Tuesday, December 22, 2009

"had just settled down for a long winter's nap"


As soon as I got out of bed this morning I gathered a pile of gardening clothes - the beat up old pants and tshirt, permanently stained socks and baseball cap that I always wear for yard work - and carried them downstairs with me. Already my commitment to this blog is changing my behavior and patterns. Quite often I stay in my robe and start doing business before the tea water has even boiled, with every intention of going to the gym after I "get a few things done", only to end up five hours later with no exercise, never made the bed, still in my sweat pants and sleep shirt and frustrated even though I took care of 1001 things. But I didn't take care of myself.

Today I did attend to some urgent business matters, but my eye was on the window looking out on the "farm". We live in south Austin and have a plot of land 60'x130' that slopes down to the street. Our house sits in the middle of it - I hear that's great feng shui . Our place is far from manicured, has a vegetable garden of raised beds with lots of wayward plants growing among them, a windmill, a three bin compost pile, uber bamboo that is constantly marching towards the center of our universe from the perimeter of our property, a gnarly, beautiful old cedar tree that has fallen to its side and is being propped up by a "y" shaped branch wedged into it, a storage building that we call the outhouse, various fire pits and chimineas, mismatched lawn furniture, the wrought iron arch that we were married under....you get the picture.

So I kept my eye on the prize and my pile of gardening clothes, keeping in mind the six followers I already have for my blog! By 11AM I was out there with my hands in the soil. A breakthrough change in priorities for me.

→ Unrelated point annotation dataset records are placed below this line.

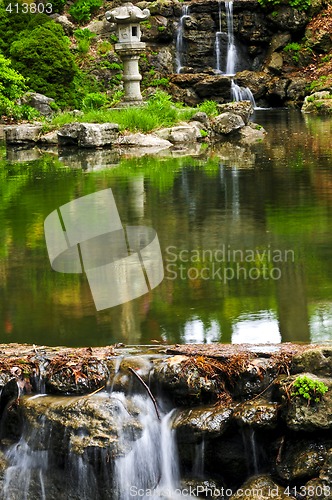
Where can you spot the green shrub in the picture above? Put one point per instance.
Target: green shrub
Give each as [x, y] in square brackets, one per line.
[310, 390]
[82, 9]
[43, 57]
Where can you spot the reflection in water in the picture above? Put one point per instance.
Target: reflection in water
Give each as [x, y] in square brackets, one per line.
[271, 197]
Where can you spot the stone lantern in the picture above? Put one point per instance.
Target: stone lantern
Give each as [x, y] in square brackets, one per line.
[129, 47]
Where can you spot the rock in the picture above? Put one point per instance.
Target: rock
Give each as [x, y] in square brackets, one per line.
[38, 101]
[275, 63]
[317, 360]
[218, 87]
[300, 416]
[68, 26]
[241, 108]
[226, 123]
[183, 382]
[21, 155]
[252, 133]
[88, 135]
[49, 138]
[257, 82]
[319, 103]
[259, 487]
[209, 422]
[257, 414]
[66, 379]
[296, 91]
[143, 140]
[201, 118]
[81, 424]
[301, 459]
[180, 133]
[289, 19]
[21, 134]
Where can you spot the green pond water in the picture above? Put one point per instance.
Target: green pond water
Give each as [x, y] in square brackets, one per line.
[245, 234]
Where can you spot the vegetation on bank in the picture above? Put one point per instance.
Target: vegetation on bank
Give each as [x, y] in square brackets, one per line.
[159, 111]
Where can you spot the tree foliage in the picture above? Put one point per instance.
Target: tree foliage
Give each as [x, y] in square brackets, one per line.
[43, 57]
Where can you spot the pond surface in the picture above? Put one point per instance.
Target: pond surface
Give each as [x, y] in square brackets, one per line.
[245, 234]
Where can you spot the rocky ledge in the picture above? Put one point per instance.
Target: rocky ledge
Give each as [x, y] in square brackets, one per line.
[232, 122]
[262, 411]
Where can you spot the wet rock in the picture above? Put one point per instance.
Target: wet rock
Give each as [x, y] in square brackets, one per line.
[260, 487]
[22, 134]
[142, 140]
[257, 414]
[296, 91]
[319, 103]
[240, 108]
[180, 133]
[81, 423]
[257, 82]
[316, 360]
[301, 459]
[183, 382]
[299, 415]
[289, 19]
[226, 123]
[275, 63]
[252, 133]
[49, 138]
[88, 135]
[204, 422]
[39, 102]
[74, 379]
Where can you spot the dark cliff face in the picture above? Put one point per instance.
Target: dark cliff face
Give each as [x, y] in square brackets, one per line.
[200, 42]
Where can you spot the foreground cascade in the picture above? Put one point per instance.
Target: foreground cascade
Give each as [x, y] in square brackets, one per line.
[110, 423]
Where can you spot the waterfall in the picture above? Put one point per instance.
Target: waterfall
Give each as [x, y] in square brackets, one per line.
[180, 43]
[242, 94]
[151, 467]
[140, 461]
[217, 43]
[231, 48]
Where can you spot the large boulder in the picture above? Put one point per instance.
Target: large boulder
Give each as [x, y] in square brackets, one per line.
[203, 422]
[88, 135]
[22, 134]
[241, 108]
[319, 103]
[259, 487]
[226, 123]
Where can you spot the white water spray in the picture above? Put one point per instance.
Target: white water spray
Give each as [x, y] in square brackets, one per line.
[180, 43]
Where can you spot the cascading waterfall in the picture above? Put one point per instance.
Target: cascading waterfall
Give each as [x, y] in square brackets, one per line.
[217, 43]
[143, 463]
[180, 43]
[231, 48]
[242, 94]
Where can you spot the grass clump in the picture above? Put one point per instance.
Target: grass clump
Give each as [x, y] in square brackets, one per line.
[310, 390]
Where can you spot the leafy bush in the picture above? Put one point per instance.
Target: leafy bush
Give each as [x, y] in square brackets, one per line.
[94, 100]
[82, 9]
[296, 4]
[43, 57]
[309, 389]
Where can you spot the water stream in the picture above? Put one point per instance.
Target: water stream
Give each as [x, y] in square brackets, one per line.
[180, 46]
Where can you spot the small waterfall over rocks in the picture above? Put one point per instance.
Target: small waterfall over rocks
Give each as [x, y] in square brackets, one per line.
[180, 46]
[242, 94]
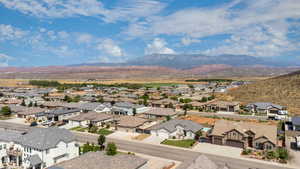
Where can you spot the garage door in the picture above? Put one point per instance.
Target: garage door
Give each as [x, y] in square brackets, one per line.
[235, 143]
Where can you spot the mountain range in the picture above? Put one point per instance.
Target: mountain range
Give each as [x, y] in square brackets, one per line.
[159, 66]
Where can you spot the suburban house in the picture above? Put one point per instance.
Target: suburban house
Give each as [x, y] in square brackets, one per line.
[130, 123]
[155, 113]
[273, 111]
[38, 148]
[84, 119]
[222, 106]
[180, 129]
[296, 123]
[126, 108]
[99, 160]
[244, 134]
[59, 114]
[29, 112]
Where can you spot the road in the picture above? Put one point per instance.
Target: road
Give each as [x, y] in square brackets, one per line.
[184, 156]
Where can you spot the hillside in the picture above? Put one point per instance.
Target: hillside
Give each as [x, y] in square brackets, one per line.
[283, 90]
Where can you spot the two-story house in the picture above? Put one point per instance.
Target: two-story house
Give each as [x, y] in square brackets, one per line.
[38, 148]
[244, 134]
[179, 129]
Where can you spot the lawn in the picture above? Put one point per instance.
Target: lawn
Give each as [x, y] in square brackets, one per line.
[180, 143]
[104, 132]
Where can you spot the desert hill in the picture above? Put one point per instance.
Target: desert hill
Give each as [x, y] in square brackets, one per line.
[283, 90]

I spent my hour cutting back the freeze damage in one bed - the Hibiscus, Mexican Heather, a flowering vine that was now a dried, brown stalk winding its way around the iron shelves where I keep my extra pots. I noticed that when I first began the work, my mind was flitting from one potential project to another. "Maybe I should go work in the shade garden"; "I need to pick up those sticks in the front yard"; "I ought to go to Home Depot and get some mulch". I recognize the pattern - the restless mind that I struggle with when I sit down to meditate, when I work in my office and keep hopping from one project to another, when I start to work on a song and have a hard time staying with it long enough to let it evolve. But in the garden the smell of the earth, the breeze on my face, the obvious needs of the plant in my hands keeps me there, grounds me long enough to slow down into that moment and before I know it I have tended to an entire bed and I can step back and see tangible progress.

When we first moved in here, 10 years ago now, I planted a Euryops in our backyard. I didn't grok the whole perennial thing yet, and when it died back in December and turned brown, I yanked it out and felt like a failure. I've never been very patient - I want to see results or move on. I know better now and when my perennials need to hibernate for the winter and take a break from all that showy flowery stuff, I let them and support them by getting rid of their excess baggage and surrounding them with an extra layer of mulch for warmth during their little winter nap.

Hmmmm...sounds like exactly what I need.